O anúncio de um governo de coalizão no Quênia, previsto para este domingo, foi adiado por tempo indefinido por falta de um acordo definitivo sobre sua composição entre o presidente Mwai Kibaki e o líder da oposição Raila Odinga, informou neste sábado o partido deste último, em um comunicado.

AFP |

"O anúncio amplamente previsto de um novo gabinete para este domingo, que todos os quenianos esperavam com tanta ânsia, foi adiado", declarou o porta-voz do Movimento Democrático Laranja (MDN), Salim Lone.

Em 18 de março a Assembléia Nacional do Quênia aprovou uma emenda constitucional que criava o cargo de primeiro-ministro, segundo um acordo com o presidente reeleito Mwai Kibaki e Raila Odinga em 28 de fevereiro, na tentativa de interromper a onda de violência que atinge o país.

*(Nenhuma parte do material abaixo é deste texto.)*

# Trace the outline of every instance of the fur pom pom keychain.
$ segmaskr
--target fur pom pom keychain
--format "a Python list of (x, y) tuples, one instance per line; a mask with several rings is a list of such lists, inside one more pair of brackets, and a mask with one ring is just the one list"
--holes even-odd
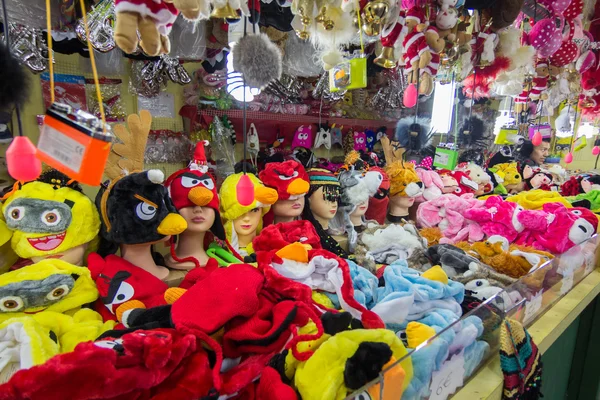
[(262, 89), (281, 78), (281, 51), (264, 33), (246, 35), (233, 46), (233, 69), (246, 85)]

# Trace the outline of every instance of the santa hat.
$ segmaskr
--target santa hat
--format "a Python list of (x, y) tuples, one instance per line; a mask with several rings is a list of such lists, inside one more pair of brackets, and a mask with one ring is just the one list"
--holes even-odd
[(177, 210), (185, 207), (210, 207), (215, 210), (215, 222), (211, 232), (225, 240), (225, 232), (219, 215), (219, 196), (217, 182), (208, 171), (205, 146), (207, 140), (196, 143), (194, 158), (187, 168), (174, 172), (167, 178), (165, 186)]

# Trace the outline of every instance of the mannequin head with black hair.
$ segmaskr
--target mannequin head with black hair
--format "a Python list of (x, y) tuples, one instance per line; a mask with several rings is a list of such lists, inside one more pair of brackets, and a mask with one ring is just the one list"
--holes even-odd
[(550, 153), (550, 138), (544, 138), (539, 146), (534, 146), (526, 140), (518, 151), (519, 160), (530, 167), (539, 167), (546, 161)]

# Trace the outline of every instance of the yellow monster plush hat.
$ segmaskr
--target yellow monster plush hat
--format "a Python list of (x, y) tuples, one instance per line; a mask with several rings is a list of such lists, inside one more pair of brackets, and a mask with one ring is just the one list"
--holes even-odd
[[(62, 175), (57, 171), (48, 174)], [(45, 258), (82, 246), (77, 260), (68, 259), (81, 264), (84, 254), (97, 246), (100, 217), (76, 183), (65, 186), (57, 178), (26, 183), (11, 193), (2, 213), (13, 231), (11, 246), (21, 258)]]
[(42, 311), (73, 313), (97, 298), (87, 268), (46, 259), (0, 275), (0, 322)]

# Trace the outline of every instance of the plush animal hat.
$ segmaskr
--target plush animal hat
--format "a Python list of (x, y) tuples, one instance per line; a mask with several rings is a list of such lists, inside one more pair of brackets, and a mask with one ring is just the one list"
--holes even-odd
[(310, 189), (306, 170), (295, 160), (269, 163), (258, 177), (265, 186), (277, 190), (278, 200), (295, 200)]
[(11, 246), (21, 258), (64, 254), (84, 244), (88, 244), (86, 252), (96, 250), (98, 211), (81, 193), (79, 184), (58, 171), (47, 171), (37, 181), (17, 184), (2, 212), (13, 231)]
[[(223, 226), (225, 227), (225, 235), (235, 251), (238, 251), (239, 245), (237, 233), (233, 227), (233, 221), (255, 208), (260, 208), (261, 213), (264, 216), (271, 208), (271, 205), (275, 204), (277, 201), (277, 191), (263, 185), (256, 175), (246, 173), (254, 186), (254, 201), (247, 206), (241, 205), (237, 200), (236, 187), (243, 175), (243, 172), (229, 175), (223, 181), (219, 191), (219, 197), (221, 199), (221, 217), (223, 219)], [(262, 226), (263, 222), (261, 218), (260, 223), (256, 228), (256, 233), (261, 231)]]
[(205, 146), (208, 141), (196, 144), (194, 159), (187, 168), (180, 169), (169, 176), (165, 182), (173, 205), (177, 210), (184, 207), (210, 207), (215, 210), (215, 222), (210, 231), (219, 239), (225, 240), (225, 230), (219, 215), (219, 195), (217, 183), (208, 171)]
[(127, 117), (129, 130), (123, 125), (114, 128), (122, 143), (111, 149), (105, 170), (111, 180), (96, 196), (100, 233), (106, 241), (101, 255), (114, 253), (119, 244), (154, 243), (187, 229), (163, 186), (163, 172), (142, 171), (151, 124), (152, 115), (142, 110)]
[[(258, 177), (265, 186), (277, 190), (277, 200), (296, 200), (305, 196), (310, 188), (306, 170), (295, 160), (268, 163)], [(263, 223), (271, 225), (273, 218), (271, 209), (265, 214)]]
[(390, 177), (390, 197), (416, 197), (423, 192), (423, 183), (413, 163), (394, 161), (385, 167), (385, 172)]

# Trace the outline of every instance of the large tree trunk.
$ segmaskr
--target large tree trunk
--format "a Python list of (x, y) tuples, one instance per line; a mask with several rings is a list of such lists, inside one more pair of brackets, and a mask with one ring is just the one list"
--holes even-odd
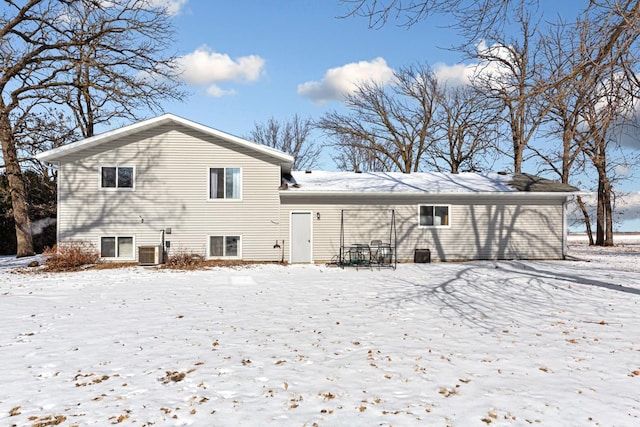
[(605, 214), (605, 230), (603, 246), (613, 246), (613, 206), (611, 206), (611, 183), (609, 178), (603, 178), (603, 204)]
[(0, 113), (0, 139), (2, 140), (2, 155), (7, 171), (9, 194), (11, 195), (11, 207), (13, 219), (16, 224), (16, 238), (18, 241), (18, 257), (31, 256), (33, 240), (31, 237), (31, 221), (27, 209), (27, 192), (18, 162), (18, 153), (11, 130), (11, 122), (6, 112)]
[(598, 207), (596, 208), (596, 245), (604, 246), (604, 190), (598, 177)]

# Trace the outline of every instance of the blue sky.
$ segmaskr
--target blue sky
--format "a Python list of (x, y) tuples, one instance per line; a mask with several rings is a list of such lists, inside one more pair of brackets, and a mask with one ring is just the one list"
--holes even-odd
[[(174, 12), (174, 48), (190, 93), (185, 102), (165, 103), (165, 111), (238, 136), (271, 117), (318, 119), (340, 110), (338, 93), (358, 80), (384, 81), (402, 66), (428, 64), (448, 78), (464, 73), (460, 53), (446, 49), (461, 39), (441, 16), (369, 29), (365, 18), (341, 19), (348, 9), (338, 0), (153, 1)], [(544, 23), (572, 20), (585, 2), (540, 3)], [(313, 138), (322, 142), (320, 134)], [(335, 168), (328, 152), (322, 168)], [(622, 188), (638, 191), (640, 183)], [(629, 211), (640, 218), (637, 207)]]

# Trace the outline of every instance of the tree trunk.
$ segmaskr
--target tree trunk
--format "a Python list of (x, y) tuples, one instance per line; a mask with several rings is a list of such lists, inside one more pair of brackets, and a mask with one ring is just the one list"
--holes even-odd
[(604, 189), (598, 173), (598, 207), (596, 209), (596, 245), (604, 246)]
[(584, 226), (585, 231), (587, 232), (587, 237), (589, 238), (589, 246), (593, 246), (593, 231), (591, 230), (591, 221), (589, 220), (589, 212), (587, 212), (587, 208), (582, 201), (582, 197), (576, 197), (576, 202), (578, 206), (580, 206), (580, 210), (582, 211), (582, 215), (584, 216)]
[(603, 204), (605, 214), (605, 230), (603, 246), (613, 246), (613, 207), (611, 206), (611, 183), (603, 177)]
[(4, 156), (9, 194), (11, 195), (11, 207), (13, 219), (16, 224), (16, 239), (18, 242), (17, 256), (34, 255), (33, 240), (31, 237), (31, 221), (27, 209), (27, 192), (18, 162), (18, 153), (11, 130), (11, 122), (8, 114), (0, 113), (0, 139), (2, 140), (2, 155)]

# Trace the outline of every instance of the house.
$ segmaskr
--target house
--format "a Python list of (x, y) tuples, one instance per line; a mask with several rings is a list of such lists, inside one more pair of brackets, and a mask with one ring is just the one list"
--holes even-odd
[(165, 114), (38, 155), (58, 168), (58, 241), (326, 262), (389, 243), (400, 261), (559, 259), (576, 189), (530, 175), (291, 171), (293, 158)]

A emenda foi adotada por unanimidade pelos 200 deputados presente, de um total de 222, e cria também dois cargos de vice-primeiro-ministro, segundo anunciou o presidente da Assembléia Nacional, Kenneth Marende, no término da sessão.

Esse voto constituiu um passo importante na aplicação do acordo de repartição do poder feito pelo presidente Kibaki, reeleito nas eleições de 27 de dezembro, e Odinga, segundo colocado nos comícios e chamado agora para ocupar o posto de primeiro-ministro.

Esse consenso foi alcançado depois de uma grande onda de violência atingir o país, iniciada pelas eleições - consideradas fraudulenta por inúmeros observadores internacionais e pela oposição - e depois alimentada por antigos conflitos étnicos.

Os confrontos deixaram 1.500 mortos e mais de 300.000 pessoas tiveram que abandonar seus lares.